Heinz de Specht

Heinz de Specht
Heinz de Specht
© BAK/Gneborg

Heinz de Specht

Short musical therapies

Nominated for the «Schweizer Kleinkunstpreis» 2016

Heinz de Specht is a multi-instrumental trio consisting of one member from St. Gallen and two from Zurich that has been touring Switzerland’s small theatres with its own dialect song compositions for more than a decade. Christian Weiss, Daniel Schaub and Roman Riklin have created four full-length evening stage programmes to date (“Lieder aus der Vogelperspektive”, “Macht und fertig”, “schön” and “Party”). All have worked in a number of musical line-ups: Christian Weiss was the lyricist and songwriter for the Zurich-based dialect band Lucky Hiob and, together with Daniel Schaub, made up the Beatles cover act Beatlemania. Weiss also works as a songwriter and co-author for Michael Elsener. Daniel Schaub played guitar in the Zurich-based crossover band Artofex and has performed with live acts including Baschi and IVO. Roman Riklin first came to public attention in the early 1990s with the dialect rock group Mumpitz, later heading up bands such as Paul’s Diary and Q & the exeQtive Orchestra. Riklin has composed numerous theatre scores and was the author, arranger and musical director of the musical “Ewigi Liebi”.
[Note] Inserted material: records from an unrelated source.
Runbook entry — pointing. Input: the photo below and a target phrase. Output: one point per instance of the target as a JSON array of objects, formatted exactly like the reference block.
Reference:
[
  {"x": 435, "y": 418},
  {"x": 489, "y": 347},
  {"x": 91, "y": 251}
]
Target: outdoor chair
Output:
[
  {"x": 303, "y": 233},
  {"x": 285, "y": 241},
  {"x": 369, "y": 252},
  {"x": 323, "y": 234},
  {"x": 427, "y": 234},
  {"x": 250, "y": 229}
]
The style of Heinz de Specht is almost impossible to define: “songwriters” is too old-fashioned; “dialect songs” too worthy, “musical cabaret” too classical. Terms the trio have used to describe themselves have included “songs from a bird’s eye view” and “short musical therapies”. Whatever we call them, the three are masters of their art. With a selection of instruments and witty wordplays, they tell stories both great and small. The songs are cleverly arranged, catchy melodies that cover a wide range of styles and themes, both musically and in terms of content. They include love songs made up of brand names or the titles of Swiss dialect hits, but also ironic questionings of social norms. For Heinz de Specht, there is much enjoyment to be derived from springing unexpected twists on their audiences – or a flat-out refusal to come to the point.